On reflection, it was not the best of interviews. I fear I over-egged the cake. Talking about my experience teaching students with additional educational needs, I talked about oracy, oral literacy. I even got in a point about there being no written examinations before 1792.
The interview panel looked bemused.
‘Oracy’ was a word new to me during teacher training, the verbal equivalent of literacy, oracy is defined as ‘the ability to express oneself fluently and grammatically in speech’.”
Early in my teaching career I realised that oracy and literacy may have little in common.
In thirty years of ministry in the church, there were frequent encounters with people who might have possessed a wonderful level of literacy, might have been brilliantly fluent on paper, might have been capable of articulating thoughts both profound and moving, but when the moment came to give voice to such thoughts, found themselves unable to express orally what they had written. It might have been hard to reconcile the words read with the words spoken, the skills of literacy were not matched by those of oracy.
In school, there seems often to be a situation that is the reverse of that experienced in the church, there are students with gifts of oracy whose level of literacy might be, at best, basic and, at worst, almost non-existent.
My favourite example was a lesson on the concepts of absolute and relative morality with a class of students who had just started secondary school.
Thought was given to the idea that there were actions that were always right or were always wrong, regardless of the circumstances, and to the idea that there were ideas and actions where considerations of right and wrong were relative to the circumstances. Students were introduced to the idea of absolute morality developed by the philosopher Immanuel Kant, the idea that morality did not depend on context, but was something that was consistent and unchanging.

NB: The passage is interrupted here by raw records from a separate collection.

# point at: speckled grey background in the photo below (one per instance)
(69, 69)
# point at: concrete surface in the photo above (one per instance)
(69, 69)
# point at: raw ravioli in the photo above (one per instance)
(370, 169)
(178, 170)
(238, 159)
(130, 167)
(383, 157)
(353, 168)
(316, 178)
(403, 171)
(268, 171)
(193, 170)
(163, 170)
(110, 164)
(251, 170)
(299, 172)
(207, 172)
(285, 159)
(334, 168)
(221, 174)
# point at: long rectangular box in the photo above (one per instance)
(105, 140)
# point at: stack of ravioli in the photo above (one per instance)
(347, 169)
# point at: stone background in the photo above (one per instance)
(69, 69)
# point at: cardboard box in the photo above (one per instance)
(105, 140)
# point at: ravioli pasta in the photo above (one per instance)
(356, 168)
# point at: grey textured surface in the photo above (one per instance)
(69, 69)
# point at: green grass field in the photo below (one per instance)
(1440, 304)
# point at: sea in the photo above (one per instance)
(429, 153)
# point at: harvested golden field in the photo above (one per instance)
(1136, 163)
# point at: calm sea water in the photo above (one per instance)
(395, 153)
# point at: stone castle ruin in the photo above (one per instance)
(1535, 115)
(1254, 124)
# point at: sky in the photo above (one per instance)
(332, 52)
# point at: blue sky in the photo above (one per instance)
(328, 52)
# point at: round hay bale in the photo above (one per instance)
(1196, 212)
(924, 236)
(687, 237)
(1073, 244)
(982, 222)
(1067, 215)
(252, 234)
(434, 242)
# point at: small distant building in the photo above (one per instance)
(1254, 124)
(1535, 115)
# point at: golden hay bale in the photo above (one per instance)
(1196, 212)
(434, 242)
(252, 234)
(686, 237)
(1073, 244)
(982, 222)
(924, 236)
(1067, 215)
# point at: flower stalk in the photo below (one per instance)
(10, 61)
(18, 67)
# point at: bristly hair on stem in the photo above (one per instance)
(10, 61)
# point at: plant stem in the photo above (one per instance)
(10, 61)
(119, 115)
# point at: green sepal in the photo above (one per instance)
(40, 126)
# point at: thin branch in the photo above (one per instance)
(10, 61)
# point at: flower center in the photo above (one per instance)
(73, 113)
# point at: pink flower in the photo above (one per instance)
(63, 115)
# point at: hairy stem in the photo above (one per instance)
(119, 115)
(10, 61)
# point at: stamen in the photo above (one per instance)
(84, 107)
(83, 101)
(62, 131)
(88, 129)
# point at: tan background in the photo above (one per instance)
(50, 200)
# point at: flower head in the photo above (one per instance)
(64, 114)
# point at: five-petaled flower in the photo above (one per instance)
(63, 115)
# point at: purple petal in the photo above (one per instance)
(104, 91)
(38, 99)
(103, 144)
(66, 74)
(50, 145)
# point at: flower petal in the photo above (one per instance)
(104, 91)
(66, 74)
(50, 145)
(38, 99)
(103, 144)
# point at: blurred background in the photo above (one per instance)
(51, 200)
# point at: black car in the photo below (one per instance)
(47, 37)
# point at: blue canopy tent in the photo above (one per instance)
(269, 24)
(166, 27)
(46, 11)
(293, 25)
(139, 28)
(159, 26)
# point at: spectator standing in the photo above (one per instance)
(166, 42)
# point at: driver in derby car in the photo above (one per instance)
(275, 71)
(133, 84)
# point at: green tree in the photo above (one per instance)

The students in the lesson were members of the weakest set, they were students whose handwriting and spelling and grammar left much to be desired, their skills of literacy were very limited.
The class was asked to imagine that they accepted the absolute moralist idea that one should always be consistent, and to imagine that, in this situation, consistency meant never telling a lie.
They were presented with a scenario to consider where a crazed axe murderer came to the door of their house demanding to know the whereabouts of one of the class’s friends who was in the house hiding under the bed. Could they both tell the truth and protect the friend from harm?
One student articulated a clear and perceptive outline of the problem, employing skills of oracy which far surpassed the literacy ability.
Inevitably, no matter how fluent their oracy may be, students will be judged on their literacy.
Yet if one returned to the early days of the universities, to the times before 1792, when paper was not readily available and writing materials were expensive, students were examined and judged on their capacity to speak their thoughts. Why might oracy not regain a parity of esteem with written work?